Meteo: ribaltone la prossima settimana, tornano freddo e neve a sorpresa
Respiro d’aria più mite non su tutta Italia, ma poi l’Inverno rimetterà le cose apposto con un’irruzione artica
Gennaio è pronto a sorprendere, con il meteo invernale non ancora finito come paventato troppo presto da qualcuno. La prevista ondata d’aria mite, attesa nella prossima settimana, appare ridimensionata sia in entità che in durata e dobbiamo quindi evidenziare delle variazioni nella previsione.
Il freddo che ancora avvolge l’Italia avrà una certa storia nei primi giorni della settimana, perlomeno su alcune parti della Penisola. In poche parole la nostra Penisola risentirà ancora in parte dei riflessi del serbatoio d’aria gelida che continuerà a dominare sull’Europa Centro-Settentrionale.

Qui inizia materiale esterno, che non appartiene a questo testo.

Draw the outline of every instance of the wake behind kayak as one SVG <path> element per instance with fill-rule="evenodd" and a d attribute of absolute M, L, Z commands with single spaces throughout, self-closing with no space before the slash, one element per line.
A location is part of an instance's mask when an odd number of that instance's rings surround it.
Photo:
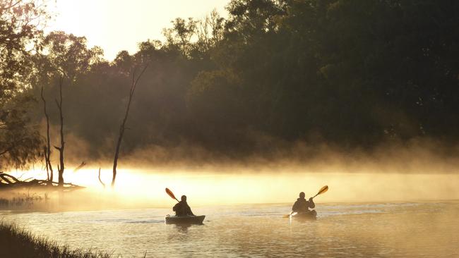
<path fill-rule="evenodd" d="M 166 216 L 166 224 L 202 224 L 205 215 Z"/>

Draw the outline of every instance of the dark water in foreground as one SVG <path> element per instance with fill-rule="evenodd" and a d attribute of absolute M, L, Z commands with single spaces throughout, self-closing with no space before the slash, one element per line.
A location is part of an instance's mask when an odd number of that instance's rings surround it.
<path fill-rule="evenodd" d="M 194 207 L 204 225 L 165 225 L 165 209 L 0 211 L 37 235 L 113 257 L 459 257 L 459 202 L 318 204 L 290 221 L 290 204 Z"/>

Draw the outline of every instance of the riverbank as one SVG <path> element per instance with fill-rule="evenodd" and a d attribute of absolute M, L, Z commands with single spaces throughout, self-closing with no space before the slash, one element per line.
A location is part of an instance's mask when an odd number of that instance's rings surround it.
<path fill-rule="evenodd" d="M 205 219 L 189 226 L 165 224 L 170 207 L 0 216 L 70 250 L 108 251 L 113 257 L 459 257 L 459 200 L 319 200 L 317 220 L 311 221 L 283 218 L 292 203 L 191 202 Z"/>
<path fill-rule="evenodd" d="M 110 254 L 71 250 L 66 245 L 37 237 L 14 224 L 0 223 L 0 252 L 2 257 L 62 257 L 62 258 L 106 258 Z"/>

Un nuovo impulso perturbato transiterà a cavallo fra lunedì e martedì sulle regioni centro-meridionali, permettendo un parziale travaso d’aria fredda dal Centro Europa verso il Nord Italia ed il medio-alto versante adriatico . Il freddo sarà ancora pungente su alcune regioni, con gelate intense.

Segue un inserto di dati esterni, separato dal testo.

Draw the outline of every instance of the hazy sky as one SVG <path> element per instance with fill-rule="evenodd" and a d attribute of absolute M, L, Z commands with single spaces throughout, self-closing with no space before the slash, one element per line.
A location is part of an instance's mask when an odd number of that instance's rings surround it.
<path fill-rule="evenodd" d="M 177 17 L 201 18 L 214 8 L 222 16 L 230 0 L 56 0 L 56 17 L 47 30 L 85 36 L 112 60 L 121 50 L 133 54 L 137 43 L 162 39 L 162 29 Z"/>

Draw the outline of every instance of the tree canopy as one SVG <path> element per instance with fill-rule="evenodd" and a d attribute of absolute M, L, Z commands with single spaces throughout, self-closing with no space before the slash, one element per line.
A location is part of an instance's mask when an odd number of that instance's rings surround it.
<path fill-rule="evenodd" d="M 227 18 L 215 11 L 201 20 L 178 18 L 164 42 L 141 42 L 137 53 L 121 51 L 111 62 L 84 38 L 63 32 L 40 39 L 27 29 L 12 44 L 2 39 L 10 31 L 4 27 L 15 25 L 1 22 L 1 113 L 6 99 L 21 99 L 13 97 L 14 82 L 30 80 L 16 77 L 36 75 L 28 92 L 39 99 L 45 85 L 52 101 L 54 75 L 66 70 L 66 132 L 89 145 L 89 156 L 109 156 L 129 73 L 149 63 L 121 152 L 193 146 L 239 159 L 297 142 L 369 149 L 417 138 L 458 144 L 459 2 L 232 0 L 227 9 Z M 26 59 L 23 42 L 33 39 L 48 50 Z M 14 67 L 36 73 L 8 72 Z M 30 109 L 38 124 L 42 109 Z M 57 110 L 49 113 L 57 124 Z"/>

In questa fase l’Italia risulterà contesa tra quest’aria fredda e le correnti più miti occidentali che gradualmente prenderanno il sopravvento . Il flusso artico non sarà comunque in grado di sfondare sul Mediterraneo e sarà respinto dal flusso più mite messo in moto da una depressione atlantica.
Dalla mitezza autunnale all’improvviso ritorno dell’Inverno
Nella parte centrale della settimana la circolazione ciclonica atlantica avanzerà impetuosa sull’Europa Centro-Occidentale . In tal modo l’aria gelida europea sarà in parte richiamata in Atlantico, mentre flussi più caldi subtropicali risaliranno verso il Mediterraneo Centro-Occidentale e l’Italia.
Le temperature si impenneranno verso l’alto fra il 16 e il 18 Gennaio , con maggiori effetti al Centro-Sud. Al contrario, l’aria gelida si arroccherà sull’Europa Centro-Settentrionale. L’Italia risentirà di una fase climatica più autunnale, con anche maltempo più accentuato al Centro-Nord.
In una prima fase, specie mercoledì 16, l’inizio del peggioramento sarà caratterizzato da possibilità di neve a bassa quota su alcune parti del Nord Italia , dove resisterà il cuscino freddo prima di essere eroso dal flusso mite sud/occidentale. Questa parentesi mite durerà meno del previsto.
Tra il 19 e il 20 Gennaio ci sarà un colpo di scena, con l’ondulazione ciclonica che dovrebbe attraversare l’Italia permettendo all’aria fredda artica di dilagare sulla Penisola . Ci attende quindi un brusco ritorno dell’Inverno, con instabilità e nevicate sull’Appennino sino a quote medio-basse.